The Dialog Interchange Program is an ongoing research project started in the 1970s by Dr. Wyczek's visionary idea of crafting an innovated approach for improving social communication.
The Dialog Interchange Program is a mockumentary style film that illustrates our cultures desire for the replacement of traditional communication for digital means.
Since the telephone's invention humans have been able to communication over long distances, however as we grow further apart and move around our communication helps to keep us in touch.
Unfortunately, we have began to substitute newer means of communication for verbal dialog such as Facebook, Twitter, Snapchat, and Instagram we ultimately become less personally invested.
This film is a statement about the absurdity surrounding these means of communication and how our culture will continue to be come more antisocial as we adapt and accept these substitutions.
Roby McGuen plays the Dr. Eward Wyczek in this hilarious mockumentary. He has always had a great spirit for comedy and really aided in pushing this film to new heights.
Roby McGuen has been a long time friend of mine since my early years at the University of Texas at Arlington. I cannot actually remember when we first met, but I knew he was a professor of graphic design and digital arts.
He boisterous laugh and staggering figure always made him seem like a jolly grand figure. Searching for a actor who could play the part of Dr. Wyczek posed a trying problem as many of the talent pool did not have the look and voice I saw this man to be.
He needed to be someone whom you could believe was passionate about his field and even in the faces of naysayers he would laugh and keep chasing the perfect idea.

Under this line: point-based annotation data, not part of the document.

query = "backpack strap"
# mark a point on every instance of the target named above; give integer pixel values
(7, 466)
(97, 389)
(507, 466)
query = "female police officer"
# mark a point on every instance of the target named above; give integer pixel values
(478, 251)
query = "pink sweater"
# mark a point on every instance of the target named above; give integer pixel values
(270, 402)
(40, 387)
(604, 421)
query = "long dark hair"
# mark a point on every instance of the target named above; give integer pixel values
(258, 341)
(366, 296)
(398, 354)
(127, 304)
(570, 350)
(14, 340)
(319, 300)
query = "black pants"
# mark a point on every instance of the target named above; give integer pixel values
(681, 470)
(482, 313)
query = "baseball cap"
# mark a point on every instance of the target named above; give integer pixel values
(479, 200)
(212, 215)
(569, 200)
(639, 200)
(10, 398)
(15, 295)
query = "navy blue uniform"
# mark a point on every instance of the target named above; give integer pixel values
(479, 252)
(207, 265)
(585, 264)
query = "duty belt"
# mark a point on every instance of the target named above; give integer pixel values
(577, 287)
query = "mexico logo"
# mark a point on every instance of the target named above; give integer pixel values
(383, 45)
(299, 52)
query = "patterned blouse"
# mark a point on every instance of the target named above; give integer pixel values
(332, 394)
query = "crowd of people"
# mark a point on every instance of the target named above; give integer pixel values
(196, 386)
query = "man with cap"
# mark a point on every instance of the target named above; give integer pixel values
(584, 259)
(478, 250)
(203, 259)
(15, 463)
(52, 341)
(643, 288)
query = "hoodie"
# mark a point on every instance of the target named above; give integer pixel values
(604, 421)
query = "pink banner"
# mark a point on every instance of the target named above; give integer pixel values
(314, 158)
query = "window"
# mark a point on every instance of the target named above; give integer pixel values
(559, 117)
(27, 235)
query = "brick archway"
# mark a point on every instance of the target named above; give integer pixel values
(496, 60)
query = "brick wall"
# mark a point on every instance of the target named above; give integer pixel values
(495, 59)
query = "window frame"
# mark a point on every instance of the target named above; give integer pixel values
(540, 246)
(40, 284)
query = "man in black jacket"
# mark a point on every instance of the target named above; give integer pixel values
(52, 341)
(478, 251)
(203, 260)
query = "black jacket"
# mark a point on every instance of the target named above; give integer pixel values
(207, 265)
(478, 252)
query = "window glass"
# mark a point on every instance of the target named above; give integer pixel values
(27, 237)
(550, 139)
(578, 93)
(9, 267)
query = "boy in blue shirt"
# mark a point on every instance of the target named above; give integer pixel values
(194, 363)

This film was a big attempt at making my first comedy. It was a real struggle to learn how to write something that I knew others would find humorous.
The key to this I learned in my final year in graduate school through research and reading many books on writing. I found that what helped was finding a topic that many can relate to and use that as the underlying aspect of discussion which was communication.
So many times people get frustrated with communication and miscommunication and then by adding technology in the mix it can really add more strain. Consider auto-correct mistakes and how they have not only become a thorn in our side, but they have also become a huge sensation for comedy.
These are funny because they are not only relatable but they are also frustrating. This type of humor is very similar to slip and fall jokes. We can laugh at others' blunders because we have been there too.